Cetainly a lot to consider and I have not listed them all, just remeber that until there is a balance between nutrients that currently exist and are imported into the tank vs. what are exported, then cyano and/or nusience algae will just continue to do what it does.. which is consume excess nutients and flourish in the tank.

Chooch1
02/10/2010, 04:24 PM
All good information above. IME I have found that old DI units or the sandbed itself are usually the culprits. I have changed out a portion of my sand and replaced it with fresh biologically active sand and that has usually resolved the problem. Sandbeds can become huge nutrient sinks that leach out phosphate if not properly managed. Try increasing flow in the tank as well.

thomasp123
02/10/2010, 04:57 PM
I am in the same boat. I had a large section of my sump filled with ehime "coco puffs" like they use in the canisters. In the beginning i thought it would help with nh3 conversion to no3 and it may have but it also trapped lots of gunk. I removed it all this weekend and I am waiting to see if the cyano goes away.

tom

Tswifty
02/10/2010, 05:02 PM
Blue Life Red Slime Control. Dose and be done. Shoot me a PM or give me a call if you want more details/info on my experiences with cyano.

MeVsTheWorld
02/10/2010, 10:40 PM
My husbandry has never been an issue, not anal, but proactive. My sand has always been tended to by myself and by sifters of sorts. The rock came from established local tanks and gets blasted and vacuumed with every water change. I have always changed around 40% of my water throughout each month(10% each week). I change my bulbs (probably too soon) regularly and have 60x or more turn over flow in the tank with no visible dead spots. I run GAC and GFO which also gets changed out regularly. My skimmer is on the small side and am currently getting a bigger one. My cyano seems to defy all odds; it grows in high flow and seems to not be affected by darkness. I rarely feed as the fish tend to stay plump from feeding on the reef itself. It just seems that all the "easy/normal" solutions just don't seem to apply. I'm sick of people saying whats that pretty red stuff in my tank; if they only new. Hopefully this chemical warfare will work, if not I'm not sure what I will do.


Bill

MeVsTheWorld
02/14/2010, 01:00 AM
2nd dose was added and all is good now. No trace of red slime. I did a water change today and added a bigger skimmer. Tank inhabitants seem totally unaffected, business as usual. My rocks seem cleaner looking too, so far so good. I guess time will tell.

MeVsTheWorld
02/27/2010, 01:18 PM
Well, 2 weeks later and all is still good. No cyano and no coral/fish problems. Ultralife Red Slime Remover worked wonders.......

ChuckG
02/27/2010, 08:45 PM
That's good news. I imagine the food source could be any number of things from one aquarium to another. I read a J. Sprung article (I think it was him).. any way some predominate writer say that organisms inside can rocks dies off long after the shock of collection, transport, acclimation, new tank cycle etc..

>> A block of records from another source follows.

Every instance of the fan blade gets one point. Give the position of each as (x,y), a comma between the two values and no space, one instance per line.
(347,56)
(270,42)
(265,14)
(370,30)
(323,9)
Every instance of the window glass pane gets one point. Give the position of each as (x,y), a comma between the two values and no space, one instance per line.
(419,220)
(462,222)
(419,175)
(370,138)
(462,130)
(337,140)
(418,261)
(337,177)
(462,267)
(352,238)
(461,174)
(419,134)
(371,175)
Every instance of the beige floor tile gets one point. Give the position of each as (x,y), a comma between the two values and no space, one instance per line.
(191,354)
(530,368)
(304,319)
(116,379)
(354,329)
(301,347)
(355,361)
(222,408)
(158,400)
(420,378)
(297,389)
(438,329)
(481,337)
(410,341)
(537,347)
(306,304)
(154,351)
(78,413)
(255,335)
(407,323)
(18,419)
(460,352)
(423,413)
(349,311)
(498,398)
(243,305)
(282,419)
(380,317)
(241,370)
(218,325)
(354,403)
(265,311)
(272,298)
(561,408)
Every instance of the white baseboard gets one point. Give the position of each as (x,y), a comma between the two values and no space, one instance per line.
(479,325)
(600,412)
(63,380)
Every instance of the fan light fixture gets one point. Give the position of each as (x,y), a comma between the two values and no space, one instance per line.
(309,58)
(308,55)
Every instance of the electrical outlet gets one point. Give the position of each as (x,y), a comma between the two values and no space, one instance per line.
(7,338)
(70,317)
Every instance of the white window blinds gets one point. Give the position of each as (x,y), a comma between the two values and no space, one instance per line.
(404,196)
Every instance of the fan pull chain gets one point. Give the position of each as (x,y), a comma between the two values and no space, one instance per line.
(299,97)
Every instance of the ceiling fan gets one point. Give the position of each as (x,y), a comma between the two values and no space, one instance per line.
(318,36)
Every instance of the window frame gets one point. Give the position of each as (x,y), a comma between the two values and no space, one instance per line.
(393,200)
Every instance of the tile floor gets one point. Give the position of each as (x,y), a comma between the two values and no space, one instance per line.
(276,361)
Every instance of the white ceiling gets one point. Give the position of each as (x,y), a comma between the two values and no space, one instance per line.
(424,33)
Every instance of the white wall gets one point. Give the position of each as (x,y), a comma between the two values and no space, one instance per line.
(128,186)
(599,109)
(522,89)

There is picture of a very large worm pulled out of a tank around here somewhere.. it was multiple feet long. Imagine what that would do to the organic balance of a closed system if it finally bit the dust after a year.

Bontrager
02/28/2010, 06:50 PM
Red Slime remover worked for me on the first dose in a 65 gallon Red Sea Max tank. I had similar success with this product 3 years ago; spread the word!